Софья Петровна опять покосилась на лицо Ильина. Ильин глядел вверх, был бледен и сердито кусал дрожавшие губы. Лубянцевой было непонятно, на что он злился и чем возмущался, но его бледность тронула ее.
— Не сердитесь же, будемте друзьями… — сказала она ласково. — Согласны? Вот вам моя рука.
Ильин взял ее маленькую пухлую руку в свои обе, помял ее и медленно поднес к губам.
— Я не гимназист, — пробормотал он. — Меня нимало не соблазняет дружба с любимой женщиной.
— Довольно, довольно! Решено и кончено! Мы дошли до скамьи, давайте сядемте…
Душу Софьи Петровны наполнило сладкое чувство отдыха: самое трудное и щекотливое было уже сказано, мучительный вопрос решен и кончен. Теперь уж она могла легко вздохнуть и глядеть Ильину прямо в лицо. Она глядела на него, и эгоистическое чувство превосходства любимой женщины над влюбленным приятно ласкало ее. Ей нравилось, как этот сильный, громадный мужчина, с мужественным, злым лицом и с большой черной бородой, умный, образованный и, как говорят, талантливый, послушно сел рядом с ней и понурил голову. Минуты две-три сидели они молча.
— Ничего еще не решено и не кончено… — начал Ильин. — Вы мне словно из прописи читаете: «люблю и уважаю мужа… семейные основы…» Всё это я и без вас знаю и могу сказать вам больше. Искренно и честно говорю вам, что это мое поведение я считаю преступным и безнравственным. Чего, кажется, больше? Но к чему говорить то, что уже всем известно? Вместо того, чтобы кормить соловья жалкими словами, вы бы лучше научили меня: что мне делать?

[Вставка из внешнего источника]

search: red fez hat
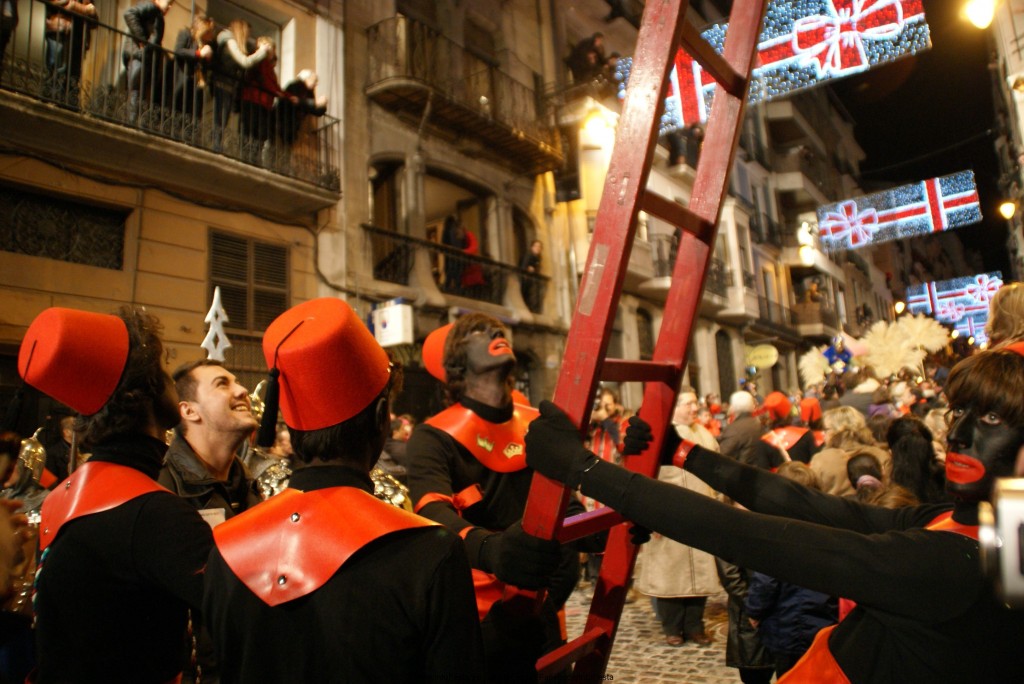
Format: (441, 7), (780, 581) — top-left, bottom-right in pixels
(422, 323), (455, 382)
(760, 391), (793, 421)
(263, 297), (391, 431)
(800, 396), (821, 423)
(17, 307), (128, 416)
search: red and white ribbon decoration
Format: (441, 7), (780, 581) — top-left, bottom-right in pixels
(793, 0), (904, 76)
(819, 201), (879, 247)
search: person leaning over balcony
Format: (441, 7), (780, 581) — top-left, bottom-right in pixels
(42, 0), (96, 105)
(519, 240), (544, 312)
(240, 36), (299, 164)
(210, 19), (268, 152)
(441, 215), (469, 292)
(121, 0), (174, 123)
(171, 12), (216, 127)
(273, 69), (327, 145)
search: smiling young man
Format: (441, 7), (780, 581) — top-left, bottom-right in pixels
(18, 308), (213, 684)
(160, 359), (260, 526)
(158, 358), (260, 684)
(526, 350), (1024, 683)
(407, 313), (582, 682)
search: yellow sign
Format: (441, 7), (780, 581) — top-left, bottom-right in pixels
(746, 344), (778, 369)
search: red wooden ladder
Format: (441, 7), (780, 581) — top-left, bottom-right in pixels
(523, 0), (768, 682)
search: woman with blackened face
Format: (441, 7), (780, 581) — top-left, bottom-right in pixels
(946, 347), (1024, 507)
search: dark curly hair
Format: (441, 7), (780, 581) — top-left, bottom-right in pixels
(444, 313), (515, 403)
(944, 349), (1024, 428)
(75, 306), (180, 448)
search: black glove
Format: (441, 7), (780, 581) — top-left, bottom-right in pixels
(623, 416), (683, 466)
(480, 521), (562, 589)
(526, 400), (597, 489)
(630, 524), (650, 546)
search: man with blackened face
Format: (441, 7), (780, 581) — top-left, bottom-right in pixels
(946, 387), (1024, 501)
(407, 313), (583, 682)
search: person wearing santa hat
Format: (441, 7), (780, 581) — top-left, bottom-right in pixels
(18, 308), (212, 684)
(407, 313), (583, 682)
(203, 298), (483, 684)
(755, 391), (818, 463)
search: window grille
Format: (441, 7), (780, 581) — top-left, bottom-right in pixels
(0, 185), (131, 270)
(210, 230), (291, 333)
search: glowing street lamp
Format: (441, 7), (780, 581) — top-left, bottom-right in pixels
(963, 0), (996, 29)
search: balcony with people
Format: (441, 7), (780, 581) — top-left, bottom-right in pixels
(366, 15), (562, 174)
(0, 0), (341, 219)
(362, 223), (551, 313)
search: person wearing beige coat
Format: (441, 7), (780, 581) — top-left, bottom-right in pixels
(635, 387), (722, 646)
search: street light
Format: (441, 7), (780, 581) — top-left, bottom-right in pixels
(963, 0), (995, 29)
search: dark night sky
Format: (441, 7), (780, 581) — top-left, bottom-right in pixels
(833, 0), (1009, 276)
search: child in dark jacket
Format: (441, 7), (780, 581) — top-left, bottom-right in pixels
(743, 461), (838, 678)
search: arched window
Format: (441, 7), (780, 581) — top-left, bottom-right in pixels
(715, 330), (739, 401)
(637, 308), (654, 361)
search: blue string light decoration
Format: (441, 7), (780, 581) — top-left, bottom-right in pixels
(906, 270), (1002, 344)
(817, 171), (981, 252)
(615, 0), (932, 134)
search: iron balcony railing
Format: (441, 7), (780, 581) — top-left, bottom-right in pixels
(758, 297), (793, 328)
(793, 302), (839, 329)
(0, 0), (341, 190)
(367, 16), (562, 171)
(362, 223), (550, 313)
(705, 259), (732, 297)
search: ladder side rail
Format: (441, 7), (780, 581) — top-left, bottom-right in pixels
(572, 0), (767, 682)
(522, 0), (689, 539)
(683, 22), (746, 95)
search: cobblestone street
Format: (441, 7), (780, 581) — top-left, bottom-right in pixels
(566, 586), (739, 684)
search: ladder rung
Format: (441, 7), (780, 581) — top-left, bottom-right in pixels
(682, 16), (746, 97)
(537, 627), (608, 679)
(640, 191), (715, 244)
(601, 358), (679, 384)
(558, 507), (623, 544)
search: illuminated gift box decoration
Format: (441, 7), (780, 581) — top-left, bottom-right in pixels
(817, 171), (981, 252)
(615, 0), (932, 133)
(906, 270), (1002, 344)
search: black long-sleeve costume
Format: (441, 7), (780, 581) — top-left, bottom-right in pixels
(582, 447), (1024, 683)
(36, 435), (213, 684)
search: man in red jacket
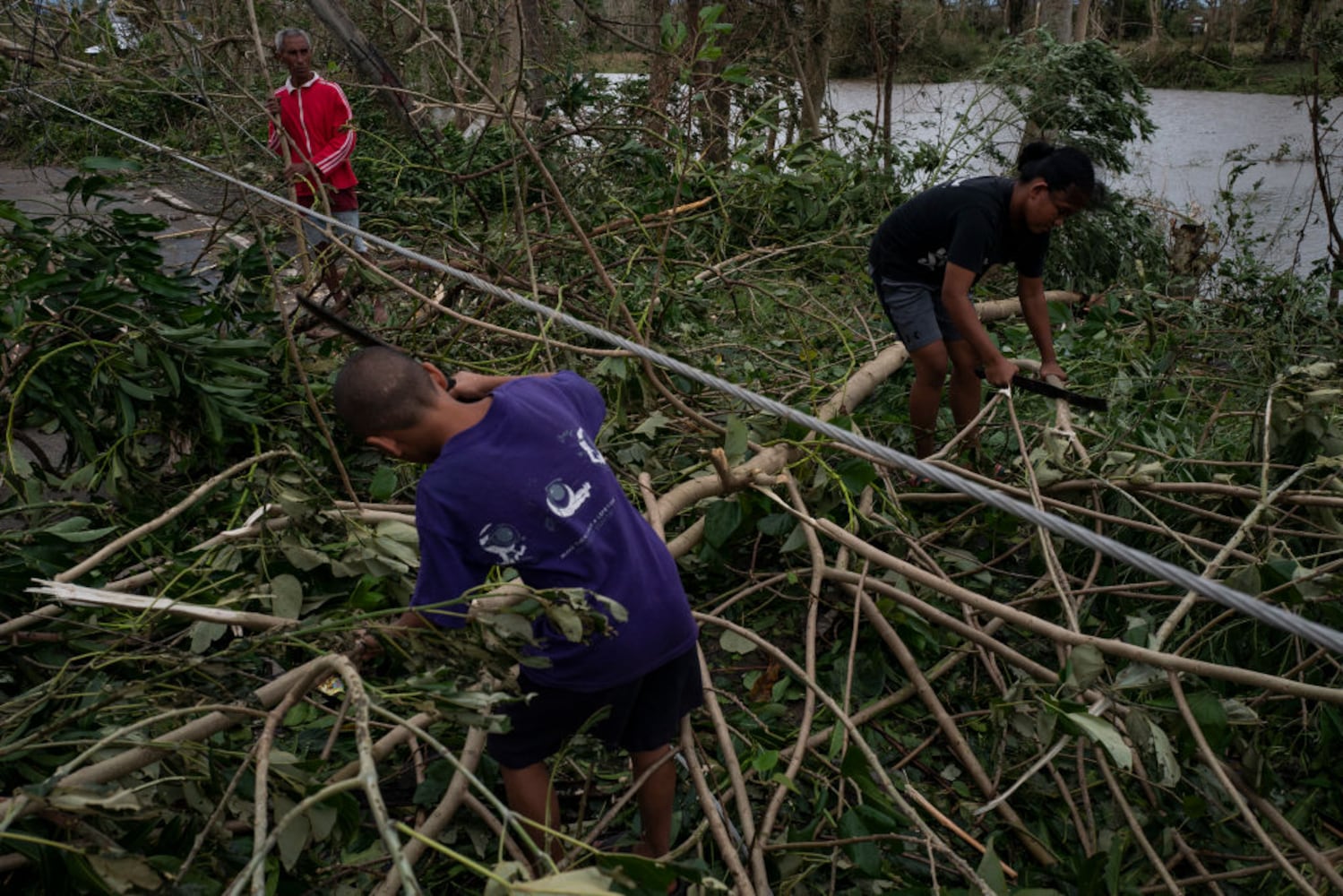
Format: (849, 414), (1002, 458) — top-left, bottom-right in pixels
(266, 28), (368, 306)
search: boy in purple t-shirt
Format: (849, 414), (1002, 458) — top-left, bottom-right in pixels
(334, 348), (702, 857)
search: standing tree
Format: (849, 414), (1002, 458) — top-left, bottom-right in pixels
(985, 30), (1157, 173)
(307, 0), (415, 132)
(788, 0), (831, 138)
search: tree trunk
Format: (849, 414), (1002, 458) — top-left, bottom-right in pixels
(1264, 0), (1283, 59)
(643, 0), (676, 137)
(866, 0), (904, 165)
(684, 0), (732, 162)
(489, 0), (522, 111)
(1039, 0), (1074, 43)
(307, 0), (417, 132)
(791, 0), (830, 140)
(1283, 0), (1321, 59)
(519, 0), (555, 116)
(1076, 0), (1090, 43)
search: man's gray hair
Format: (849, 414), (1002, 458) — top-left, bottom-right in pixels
(275, 28), (313, 52)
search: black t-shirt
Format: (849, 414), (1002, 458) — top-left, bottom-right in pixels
(867, 177), (1049, 288)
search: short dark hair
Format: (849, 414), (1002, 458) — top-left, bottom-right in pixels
(275, 28), (313, 52)
(1017, 140), (1104, 199)
(331, 345), (438, 439)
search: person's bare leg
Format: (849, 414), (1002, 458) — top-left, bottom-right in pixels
(630, 747), (676, 858)
(500, 762), (564, 861)
(909, 340), (947, 457)
(947, 340), (983, 446)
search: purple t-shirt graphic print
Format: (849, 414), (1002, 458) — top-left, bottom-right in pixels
(411, 371), (697, 692)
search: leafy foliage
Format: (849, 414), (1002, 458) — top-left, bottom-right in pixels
(0, 9), (1343, 893)
(985, 30), (1154, 173)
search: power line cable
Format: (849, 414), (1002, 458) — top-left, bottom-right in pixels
(22, 87), (1343, 654)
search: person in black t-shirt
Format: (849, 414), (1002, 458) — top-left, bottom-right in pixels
(867, 142), (1100, 457)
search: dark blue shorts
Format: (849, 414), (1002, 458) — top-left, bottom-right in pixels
(487, 646), (703, 769)
(869, 269), (961, 352)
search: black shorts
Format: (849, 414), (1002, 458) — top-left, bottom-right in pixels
(487, 646), (703, 769)
(867, 267), (963, 352)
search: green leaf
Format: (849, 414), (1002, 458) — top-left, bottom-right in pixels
(719, 629), (756, 654)
(838, 806), (881, 879)
(191, 622), (228, 653)
(84, 853), (164, 893)
(1063, 643), (1106, 691)
(703, 498), (741, 548)
(1063, 712), (1133, 771)
(975, 834), (1012, 896)
(272, 800), (313, 871)
(634, 411), (670, 436)
(270, 573), (304, 619)
(280, 543), (331, 573)
(368, 465), (396, 503)
(722, 414), (748, 463)
(1189, 691), (1232, 753)
(307, 804), (340, 841)
(46, 516), (116, 544)
(546, 605), (583, 643)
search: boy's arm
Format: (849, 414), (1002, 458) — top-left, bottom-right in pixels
(1017, 277), (1068, 380)
(449, 371), (555, 401)
(942, 262), (1017, 385)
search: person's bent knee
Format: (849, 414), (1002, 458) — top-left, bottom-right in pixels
(910, 340), (948, 385)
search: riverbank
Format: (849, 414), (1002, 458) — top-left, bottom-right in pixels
(587, 35), (1332, 97)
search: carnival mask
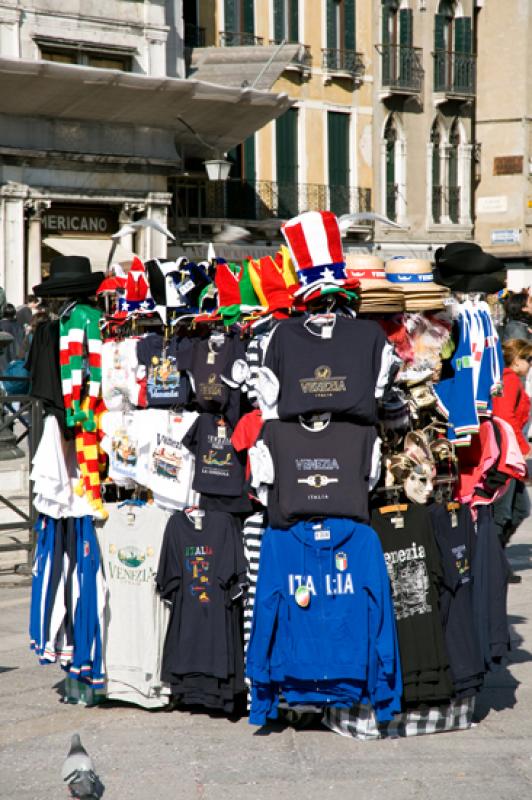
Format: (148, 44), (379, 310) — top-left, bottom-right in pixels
(403, 463), (434, 504)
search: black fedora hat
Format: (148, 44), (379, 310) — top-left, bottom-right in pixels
(434, 242), (504, 276)
(33, 256), (105, 297)
(434, 262), (506, 294)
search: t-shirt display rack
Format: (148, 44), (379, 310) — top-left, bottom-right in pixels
(30, 217), (523, 739)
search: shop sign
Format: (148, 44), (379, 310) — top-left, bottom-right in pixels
(491, 228), (521, 244)
(493, 156), (523, 175)
(477, 195), (508, 214)
(42, 206), (118, 236)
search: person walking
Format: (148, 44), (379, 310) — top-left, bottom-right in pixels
(493, 339), (532, 582)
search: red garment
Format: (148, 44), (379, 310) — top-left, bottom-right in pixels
(493, 367), (530, 455)
(231, 408), (262, 480)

— Я уже говорила вам: уезжайте!
— Я уже — вы это отлично знаете — уезжал пять раз и всякий раз возвращался с полдороги! Я могу показать вам билеты прямого сообщения — все они у меня целы. Нет воли бежать от вас! Я борюсь, страшно борюсь, но куда к чёрту я годен, если во мне нет закала, если я слаб, малодушен! Не могу я с природой бороться! Понимаете? Не могу! Я бегу отсюда, а она меня за фалды держит. Пошлое, гнусное бессилие!
Ильин покраснел, встал и заходил около скамьи.
— Как собака злюсь! — проворчал он, сжимая кулаки. — Ненавижу себя и презираю! Боже мой, как развратный мальчишка волочусь за чужой женой, пишу идиотские письма, унижаюсь… эхх!
Ильин схватил себя за голову, крякнул и сел.
— А тут еще ваша неискренность! — продолжал он с горечью. — Если вы против моей некрасивой игры, то зачем же вы сюда пришли? Что тянуло вас сюда? В своих письмах я прошу у вас только категорического, прямого ответа — да или нет, а вы вместо прямого ответа норовите каждый день «нечаянно» встретиться со мной и угощаете меня цитатами из прописей!
Лубянцева испугалась и вспыхнула. Она вдруг почувствовала неловкость, какую порядочным женщинам приходится испытывать, когда их нечаянно застают неодетыми.
— Вы словно подозреваете с моей стороны игру… — забормотала она. — Я всегда давала вам прямой ответ и… и сегодня просила вас!
— Ах, да разве в таких делах просят? Если бы вы сразу сказали «подите прочь!» — меня давно бы здесь не было, но вы не сказали мне этого. Ни разу вы не ответили мне прямо. Странная нерешительность! Ей-богу, вы или играете мной, или же…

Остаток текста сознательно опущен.